What You Should Know About Tic-Tac-Dough

The popular American TV game show Tic-Tac-Dough was inspired by the classic tic-tac-toe board game. Participants answer questions across many topics in order to raise their team’s X or O on the board. There were three iterations of the show, with the first one airing from 1956 to 1959 on NBC, the second one running from 1978 to 1986 on CBS, and the third one being syndicated in 1990. Barry & Enright Productions was the company that was responsible for producing the program.
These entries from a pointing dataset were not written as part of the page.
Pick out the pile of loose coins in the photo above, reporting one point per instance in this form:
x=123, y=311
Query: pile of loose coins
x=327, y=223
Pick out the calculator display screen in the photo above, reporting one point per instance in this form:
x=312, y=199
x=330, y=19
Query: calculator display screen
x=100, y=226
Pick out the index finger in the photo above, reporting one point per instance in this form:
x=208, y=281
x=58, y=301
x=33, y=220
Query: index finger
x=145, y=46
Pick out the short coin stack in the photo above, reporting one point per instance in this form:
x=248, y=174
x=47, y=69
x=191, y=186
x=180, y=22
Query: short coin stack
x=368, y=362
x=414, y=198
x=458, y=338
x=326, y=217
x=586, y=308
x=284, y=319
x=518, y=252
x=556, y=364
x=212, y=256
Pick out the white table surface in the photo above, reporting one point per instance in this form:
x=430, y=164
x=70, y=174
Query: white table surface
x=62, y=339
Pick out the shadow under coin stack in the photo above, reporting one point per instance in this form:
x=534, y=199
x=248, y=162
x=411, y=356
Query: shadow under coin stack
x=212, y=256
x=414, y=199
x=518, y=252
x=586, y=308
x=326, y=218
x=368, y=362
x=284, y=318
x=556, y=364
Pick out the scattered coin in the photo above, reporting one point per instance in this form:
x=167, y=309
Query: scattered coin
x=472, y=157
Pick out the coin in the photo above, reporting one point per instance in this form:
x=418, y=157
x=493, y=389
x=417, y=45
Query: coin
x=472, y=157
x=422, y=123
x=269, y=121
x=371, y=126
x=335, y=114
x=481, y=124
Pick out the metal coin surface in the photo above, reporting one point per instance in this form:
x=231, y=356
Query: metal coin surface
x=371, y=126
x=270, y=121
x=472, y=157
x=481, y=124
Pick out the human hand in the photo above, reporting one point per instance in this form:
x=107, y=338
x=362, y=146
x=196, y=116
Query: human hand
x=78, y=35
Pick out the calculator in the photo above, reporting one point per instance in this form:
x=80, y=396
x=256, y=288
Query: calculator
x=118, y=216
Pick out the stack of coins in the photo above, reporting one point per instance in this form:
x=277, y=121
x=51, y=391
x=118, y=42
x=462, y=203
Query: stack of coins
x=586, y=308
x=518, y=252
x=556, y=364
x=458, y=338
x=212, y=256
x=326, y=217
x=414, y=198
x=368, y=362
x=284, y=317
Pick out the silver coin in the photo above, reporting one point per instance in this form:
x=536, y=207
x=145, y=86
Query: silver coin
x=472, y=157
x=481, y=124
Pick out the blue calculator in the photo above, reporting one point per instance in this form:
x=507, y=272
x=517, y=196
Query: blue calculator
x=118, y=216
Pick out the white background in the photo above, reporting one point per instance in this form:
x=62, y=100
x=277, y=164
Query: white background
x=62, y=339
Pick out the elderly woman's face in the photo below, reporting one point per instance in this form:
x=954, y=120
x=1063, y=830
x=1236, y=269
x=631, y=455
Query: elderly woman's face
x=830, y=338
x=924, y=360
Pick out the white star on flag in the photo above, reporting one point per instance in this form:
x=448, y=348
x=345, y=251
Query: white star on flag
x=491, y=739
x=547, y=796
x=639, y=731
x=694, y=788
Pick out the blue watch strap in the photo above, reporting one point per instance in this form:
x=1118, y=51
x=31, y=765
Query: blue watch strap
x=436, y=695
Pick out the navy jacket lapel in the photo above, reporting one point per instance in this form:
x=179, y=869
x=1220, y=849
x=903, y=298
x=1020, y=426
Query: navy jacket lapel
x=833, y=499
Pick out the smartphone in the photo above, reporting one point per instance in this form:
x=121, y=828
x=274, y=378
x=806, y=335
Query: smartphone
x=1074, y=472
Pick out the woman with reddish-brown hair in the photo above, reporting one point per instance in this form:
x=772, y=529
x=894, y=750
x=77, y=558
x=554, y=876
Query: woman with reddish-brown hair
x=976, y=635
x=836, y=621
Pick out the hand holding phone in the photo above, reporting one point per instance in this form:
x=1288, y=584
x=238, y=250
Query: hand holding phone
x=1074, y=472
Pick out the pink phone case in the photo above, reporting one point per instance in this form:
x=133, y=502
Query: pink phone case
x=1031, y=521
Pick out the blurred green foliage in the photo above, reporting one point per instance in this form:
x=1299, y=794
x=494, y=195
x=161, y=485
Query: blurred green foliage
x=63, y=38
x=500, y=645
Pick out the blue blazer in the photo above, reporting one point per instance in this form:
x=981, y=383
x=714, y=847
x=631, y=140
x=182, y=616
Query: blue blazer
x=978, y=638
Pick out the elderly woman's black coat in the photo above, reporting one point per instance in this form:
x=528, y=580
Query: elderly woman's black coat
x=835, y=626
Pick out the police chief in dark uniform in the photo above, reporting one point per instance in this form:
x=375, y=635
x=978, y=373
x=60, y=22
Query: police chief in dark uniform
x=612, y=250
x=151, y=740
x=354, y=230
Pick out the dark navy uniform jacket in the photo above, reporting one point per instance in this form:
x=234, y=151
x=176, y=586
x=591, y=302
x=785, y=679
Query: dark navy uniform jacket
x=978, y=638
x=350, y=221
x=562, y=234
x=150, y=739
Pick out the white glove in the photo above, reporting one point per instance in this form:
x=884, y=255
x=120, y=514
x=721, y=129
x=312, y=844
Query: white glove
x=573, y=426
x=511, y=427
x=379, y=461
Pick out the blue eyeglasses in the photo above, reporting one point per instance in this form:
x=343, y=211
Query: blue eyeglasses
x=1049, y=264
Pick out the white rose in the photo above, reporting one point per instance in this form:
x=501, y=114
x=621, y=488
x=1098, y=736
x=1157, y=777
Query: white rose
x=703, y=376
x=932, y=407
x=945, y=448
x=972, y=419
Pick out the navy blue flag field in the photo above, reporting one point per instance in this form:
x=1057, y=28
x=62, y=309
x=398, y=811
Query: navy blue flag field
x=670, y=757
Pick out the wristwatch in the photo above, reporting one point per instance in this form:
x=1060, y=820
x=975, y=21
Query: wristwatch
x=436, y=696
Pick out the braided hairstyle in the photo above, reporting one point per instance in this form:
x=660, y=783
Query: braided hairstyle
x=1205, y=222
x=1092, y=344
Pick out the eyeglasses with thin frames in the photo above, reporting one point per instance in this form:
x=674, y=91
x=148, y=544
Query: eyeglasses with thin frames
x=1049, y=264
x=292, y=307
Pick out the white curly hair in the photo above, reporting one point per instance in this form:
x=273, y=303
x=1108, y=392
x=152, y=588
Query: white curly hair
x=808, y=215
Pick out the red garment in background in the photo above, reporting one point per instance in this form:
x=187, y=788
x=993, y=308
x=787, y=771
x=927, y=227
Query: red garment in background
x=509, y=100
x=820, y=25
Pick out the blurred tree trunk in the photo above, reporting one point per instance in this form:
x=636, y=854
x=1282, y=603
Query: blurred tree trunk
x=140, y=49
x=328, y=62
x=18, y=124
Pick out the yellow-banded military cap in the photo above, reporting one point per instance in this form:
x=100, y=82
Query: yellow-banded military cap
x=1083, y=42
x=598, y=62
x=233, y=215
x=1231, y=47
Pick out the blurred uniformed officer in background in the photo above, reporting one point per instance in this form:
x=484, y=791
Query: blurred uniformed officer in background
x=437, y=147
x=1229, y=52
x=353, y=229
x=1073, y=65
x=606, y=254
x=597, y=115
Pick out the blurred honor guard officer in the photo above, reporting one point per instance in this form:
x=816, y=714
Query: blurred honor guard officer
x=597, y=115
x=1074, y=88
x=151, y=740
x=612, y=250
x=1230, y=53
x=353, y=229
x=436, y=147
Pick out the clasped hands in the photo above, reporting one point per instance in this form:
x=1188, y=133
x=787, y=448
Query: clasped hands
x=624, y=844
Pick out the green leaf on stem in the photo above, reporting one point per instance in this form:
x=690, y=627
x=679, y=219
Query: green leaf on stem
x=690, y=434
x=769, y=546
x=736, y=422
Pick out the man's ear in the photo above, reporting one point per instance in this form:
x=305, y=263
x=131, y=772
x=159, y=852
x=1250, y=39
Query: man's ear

Jack Barry, who was also a co-producer of the show, was the first host of the version that aired in the 1950s. He was succeeded as host by Gene Rayburn and later Bill Wendell, with Jay Jackson and Win Elliot for prime-time adaptations. Beginning in 1978, Wink Martindale hosted the network and syndicated versions of the program. In 1985, however, Martindale departed the program to preside over and co-produce Headline Chasers, and Jim Caldwell took over as host for the remainder of that season. In 1990, Patrick Wayne served as the show’s host.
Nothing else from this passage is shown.